Truce comes into force but countries accuse each other of derailing deal
Armenia and Azerbaijan agreed to a Russia-brokered ceasefire in Nagorno-Karabakh starting on Saturday, but immediately accused each other of derailing the deal intended to end the worst outbreak of hostilities in the separatist region in more than a quarter of a century.
The two sides traded blame for breaking the truce that took effect at midday (8am GMT) with new attacks, and Azerbaijan’s top diplomat said the truce never entered force.
The ceasefire announcement came overnight after 10 hours of talks in Moscow sponsored by Russian foreign minister Sergey Lavrov. The deal stipulated that the ceasefire should pave the way for talks on settling the conflict.https://interactive.guim.co.uk/uploader/embed/2020/09/archive-zip/giv-3902ZCJJXumj3L0O/
If the truce holds, it would mark a major diplomatic coup for Russia, which has a security pact with Armenia but also cultivated warm ties with Azerbaijan. But the agreement was immediately challenged by mutual claims of violations.

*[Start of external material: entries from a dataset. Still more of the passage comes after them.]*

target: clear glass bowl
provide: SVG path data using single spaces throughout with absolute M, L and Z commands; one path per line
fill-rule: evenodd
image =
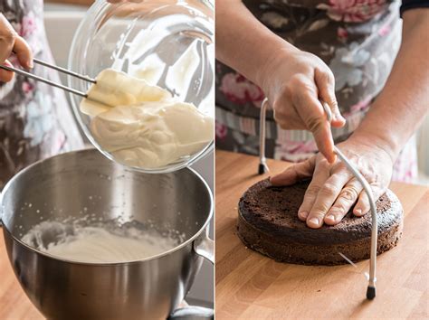
M 214 6 L 209 1 L 145 0 L 141 4 L 110 5 L 106 0 L 98 0 L 76 31 L 69 69 L 91 78 L 107 68 L 143 78 L 167 89 L 179 100 L 195 104 L 214 118 Z M 188 62 L 177 68 L 176 62 L 184 56 L 188 57 Z M 175 80 L 177 72 L 183 73 L 181 81 L 177 78 Z M 83 92 L 91 86 L 73 77 L 69 77 L 68 82 Z M 81 98 L 72 94 L 71 99 L 90 141 L 108 158 L 121 164 L 92 136 L 91 118 L 79 108 Z M 174 164 L 132 169 L 156 174 L 178 170 L 192 165 L 213 147 L 214 140 L 200 152 Z

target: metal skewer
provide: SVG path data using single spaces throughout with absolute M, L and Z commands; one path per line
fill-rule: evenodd
M 48 67 L 48 68 L 51 68 L 51 69 L 54 69 L 60 72 L 62 72 L 62 73 L 66 73 L 66 74 L 69 74 L 71 76 L 73 76 L 73 77 L 76 77 L 76 78 L 79 78 L 81 80 L 83 80 L 85 81 L 88 81 L 88 82 L 91 82 L 91 83 L 96 83 L 96 80 L 94 79 L 91 79 L 88 76 L 84 76 L 84 75 L 81 75 L 81 74 L 79 74 L 79 73 L 76 73 L 76 72 L 73 72 L 73 71 L 71 71 L 67 69 L 64 69 L 64 68 L 61 68 L 61 67 L 58 67 L 58 66 L 55 66 L 53 64 L 50 64 L 48 62 L 45 62 L 45 61 L 43 61 L 41 60 L 38 60 L 38 59 L 33 59 L 33 61 L 35 63 L 38 63 L 40 65 L 43 65 L 43 66 L 45 66 L 45 67 Z M 15 72 L 17 74 L 21 74 L 23 76 L 25 76 L 27 78 L 30 78 L 30 79 L 33 79 L 33 80 L 35 80 L 37 81 L 41 81 L 41 82 L 44 82 L 46 84 L 49 84 L 52 87 L 56 87 L 56 88 L 59 88 L 59 89 L 62 89 L 63 90 L 66 90 L 66 91 L 69 91 L 71 93 L 73 93 L 73 94 L 76 94 L 78 96 L 81 96 L 81 97 L 83 97 L 83 98 L 88 98 L 88 95 L 85 93 L 85 92 L 81 92 L 80 90 L 77 90 L 75 89 L 72 89 L 72 88 L 69 88 L 69 87 L 66 87 L 61 83 L 56 83 L 56 82 L 53 82 L 53 81 L 51 81 L 47 79 L 44 79 L 44 78 L 42 78 L 42 77 L 39 77 L 39 76 L 36 76 L 33 73 L 30 73 L 30 72 L 27 72 L 27 71 L 24 71 L 21 69 L 16 69 L 16 68 L 14 68 L 14 67 L 9 67 L 9 66 L 5 66 L 5 65 L 0 65 L 0 69 L 4 69 L 4 70 L 6 70 L 8 71 L 12 71 L 12 72 Z
M 268 166 L 265 158 L 265 112 L 268 105 L 268 99 L 265 98 L 261 106 L 261 118 L 260 118 L 260 149 L 259 149 L 259 174 L 263 174 L 268 171 Z M 329 106 L 326 102 L 322 102 L 323 109 L 327 115 L 327 119 L 330 123 L 332 119 L 332 113 Z M 372 193 L 371 186 L 360 172 L 350 163 L 347 156 L 334 146 L 334 153 L 346 165 L 348 170 L 355 175 L 358 181 L 362 184 L 369 200 L 371 208 L 371 254 L 369 259 L 369 277 L 368 287 L 367 289 L 367 298 L 372 300 L 376 297 L 376 267 L 377 267 L 377 206 Z
M 64 68 L 56 66 L 56 65 L 54 65 L 54 64 L 51 64 L 51 63 L 43 61 L 42 60 L 39 60 L 39 59 L 35 59 L 35 58 L 34 58 L 34 59 L 33 59 L 33 61 L 34 61 L 34 63 L 37 63 L 37 64 L 40 64 L 40 65 L 43 65 L 43 66 L 45 66 L 45 67 L 48 67 L 48 68 L 56 70 L 57 71 L 60 71 L 60 72 L 62 72 L 62 73 L 65 73 L 65 74 L 69 74 L 69 75 L 73 76 L 73 77 L 75 77 L 75 78 L 81 79 L 81 80 L 85 80 L 85 81 L 96 83 L 95 79 L 90 78 L 90 77 L 88 77 L 88 76 L 84 76 L 84 75 L 82 75 L 82 74 L 79 74 L 79 73 L 73 72 L 73 71 L 70 71 L 70 70 L 67 70 L 67 69 L 64 69 Z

Minutes after the truce took force, the Armenian military accused Azerbaijan of shelling the area near the town of Kapan in southeastern Armenia, killing one civilian. Azerbaijan’s defence ministry rejected the Armenian accusations as a “provocation”.
The Azerbaijani military, in turn, accused Armenia of striking the Terter and Agdam regions of Azerbaijan with missiles and then attempting to launch offensives in the Agdere-Terter and the Fizuli-Jabrail areas. Azerbaijan’s foreign minister, Jeyhun Bayramov, charged that “conditions for implementing the humanitarian ceasefire are currently missing” amid the continuing Armenian shelling.
Armenia’s defence ministry denied any truce violations by the Armenian forces.
The latest outburst of fighting between Azerbaijani and Armenian forces began on 27 September and left hundreds of people dead in the biggest escalation of the decades-old conflict over Nagorno-Karabakh since a separatist war there ended in 1994. The region lies in Azerbaijan but has been under the control of ethnic Armenian forces backed by Armenia.
Since the start of the latest fighting, Armenia said it was open to a ceasefire, while Azerbaijan insisted that it should be conditional on the Armenian forces’ withdrawal from Nagorno-Karabakh, arguing that the failure of international efforts to negotiate a political settlement left it no other choice but to resort to force.
The foreign ministers of Armenia and Azerbaijan signed the truce in Moscow after the Russian president, Vladimir Putin, brokered a deal in a series of calls with president Ilham Aliyev of Azerbaijan and Armenia’s prime minister Nikol Pashinian.
Russia co-sponsored peace talks on Nagorno-Karabakh along with the United States and France as co-chairs of the so-called Minsk Group, which is working under the auspices of the Organization for Security and Cooperation in Europe. They have not produced a deal, leaving Azerbaijan increasingly exasperated.
Speaking in an address to the nation on Friday hours before the ceasefire deal was reached, the Azerbaijani president insisted on his country’s right to reclaim its territory by force after nearly three decades of international talks that “haven’t yielded an inch of progress”.
Fighting with heavy artillery, warplanes and drones engulfed Nagorno-Karabakh, with both sides accusing each other of targeting residential areas and civilian infrastructure.
According to the Nagorno-Karabakh military, 404 of its servicemen have been killed since 27 September. Azerbaijan has not provided details on its military losses. Scores of civilians on both sides have also been killed.
The current escalation marked the first time that Turkey, Azerbaijan’s ally, took a high profile in the conflict, offering strong political support. Over the past few years, Turkey provided Azerbaijan with state-of-the-art weapons, including drones and rocket systems that helped the Azerbaijani military outgun the Nagorno-Karabakh separatist forces in the latest fighting.
Armenian officials say Turkey is involved in the conflict and is sending Syrian mercenaries to fight on Azerbaijan’s side. Turkey denied deploying combatants to the region, but a Syrian war monitor and three Syria-based opposition activists confirmed that Turkey has sent hundreds of Syrian opposition fighters to fight in Nagorno-Karabakh. A lasting ceasefire in Nagorno-Karabakh would allow the Kremlin to stem Turkey’s bid to expand its clout in Russia’s backyard without ruining its strategic relationship with Ankara. The Turkish Foreign Ministry said the deal was “an important first step, but cannot replace a lasting solution.”
“Since the beginning, Turkey has always underlined that it would only support those solutions which were acceptable to Azerbaijan,” it said. While Turkey has aspired to join the Minsk Group talks as a co-chair, the statement issued by Armenia and Azerbaijan contained their pledge to maintain the current format of the peace talks.
Speaking in televised remarks after the talks, Armenia’s foreign minister, Zohrab Mnatsakanyan, emphasised that “no other country, in particular Turkey, can play any role.”